If that pace of contraction is confirmed this week, Hong Kong will officially be in recession. Many analysts believe that there are even worse declines in store next year as manufacturers feel the full impact of a consumer slowdown in Euope and the United States.
John Tsang, Hong Kong's Financial Secretary, said on Wednesday that the Government's full-year forecast of growth of between 4 and 5 per cent would need to be revised down tomorrow, prompting fears of a significant readjustment of the immediate outlook.
Several brokerage houses, including Morgan Stanley and Goldman Sachs, are forecasting that Hong Kong's growth in 2009 will advance at the anaemic pace of 2.2 per cent amid more dramatic declines in exports and domestic consumption.
In a note published this week, Denise Yam, Morgan Stanley's Hong Kong economist, asked clients for their understanding because her forecasts had been revised four times in three months. Hong Kong, she said, “remains extremely vulnerable to the considerable uncertainty we still face in the global economic outlook”.
The deepening gloom surrounding Hong Kong arises from three unique characteristics — factors that contributed strongly to its raging, four-year bull market but now could combine to make its economy more unstable than others in the region.

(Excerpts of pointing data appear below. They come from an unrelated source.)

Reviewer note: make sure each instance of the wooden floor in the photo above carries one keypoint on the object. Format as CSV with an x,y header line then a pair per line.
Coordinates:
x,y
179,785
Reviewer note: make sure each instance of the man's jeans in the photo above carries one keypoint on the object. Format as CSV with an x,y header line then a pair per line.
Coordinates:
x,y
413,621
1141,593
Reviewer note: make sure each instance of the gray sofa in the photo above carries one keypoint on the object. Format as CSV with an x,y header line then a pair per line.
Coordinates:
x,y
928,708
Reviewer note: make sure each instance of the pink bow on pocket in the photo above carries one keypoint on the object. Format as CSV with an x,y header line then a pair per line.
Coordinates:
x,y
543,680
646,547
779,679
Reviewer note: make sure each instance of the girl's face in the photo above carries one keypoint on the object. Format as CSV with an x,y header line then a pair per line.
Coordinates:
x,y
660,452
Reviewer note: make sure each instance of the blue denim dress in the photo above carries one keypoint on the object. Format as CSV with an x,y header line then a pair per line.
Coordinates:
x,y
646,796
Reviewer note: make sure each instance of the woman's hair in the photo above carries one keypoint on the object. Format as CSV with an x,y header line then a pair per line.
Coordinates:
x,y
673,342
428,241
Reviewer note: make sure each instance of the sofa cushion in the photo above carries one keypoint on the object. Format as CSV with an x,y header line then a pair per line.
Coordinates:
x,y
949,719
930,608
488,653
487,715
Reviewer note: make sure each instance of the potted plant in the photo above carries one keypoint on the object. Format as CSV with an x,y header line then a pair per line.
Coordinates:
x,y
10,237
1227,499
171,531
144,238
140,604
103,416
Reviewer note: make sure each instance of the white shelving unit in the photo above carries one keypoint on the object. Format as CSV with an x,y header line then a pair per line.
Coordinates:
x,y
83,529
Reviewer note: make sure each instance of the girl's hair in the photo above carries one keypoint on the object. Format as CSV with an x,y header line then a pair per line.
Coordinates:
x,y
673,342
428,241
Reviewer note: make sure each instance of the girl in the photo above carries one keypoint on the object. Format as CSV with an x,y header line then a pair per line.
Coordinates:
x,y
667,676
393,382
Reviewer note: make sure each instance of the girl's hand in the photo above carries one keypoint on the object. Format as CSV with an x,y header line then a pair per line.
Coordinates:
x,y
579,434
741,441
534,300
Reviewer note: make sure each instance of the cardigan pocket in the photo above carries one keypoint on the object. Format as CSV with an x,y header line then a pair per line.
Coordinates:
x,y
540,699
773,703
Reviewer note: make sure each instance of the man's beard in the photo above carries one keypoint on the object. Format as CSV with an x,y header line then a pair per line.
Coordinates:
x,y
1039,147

Despite surviving relatively intact through the summer, Hong Kong has begun to suffer the effects of being a global financial hub during a global financial crisis. Investment banks and other financial services firms that rushed to expand their operations in Hong Kong when Chinese growth seemed to be unstoppable are being forced to make substantial staffing cuts.
Equally critical to Hong Kong has been its immediate proximity to Guangdong, the workshop of China and one of the most heavily industrialised parts of the mainland. As American households have tightened their purse-strings, so Guangdong has taken a series of heavy blows — and the pain is being felt in Hong Kong. Half the toy factories in Guangdong have been closed and new analysis by CLSA Asia Securities suggests that as many as 20 factories per day are being shut down in the Pearl River Delta.
Yet potentially the most damaging factor for Hong Kong will be its status as the principal re-export centre for trade between China and the rest of the world. In addition to slumping global demand for the goods themselves, Hong Kong has found itself a victim of an extension of the credit crunch that has affected shipping. Shipping industry sources suggest that the entire system governing payments for cargoes as goods are transferred worldwide has been stymied by a lack of trust, hurting logistics hubs such as Hong Kong, in particular.
Sean Yokota, an economist at UBS, said that recession for Hong Kong was “inevitable”. “Economies do not operate in silos where a global slowdown impacts just the net export component of GDP and leaves consumption and investment unharmed.”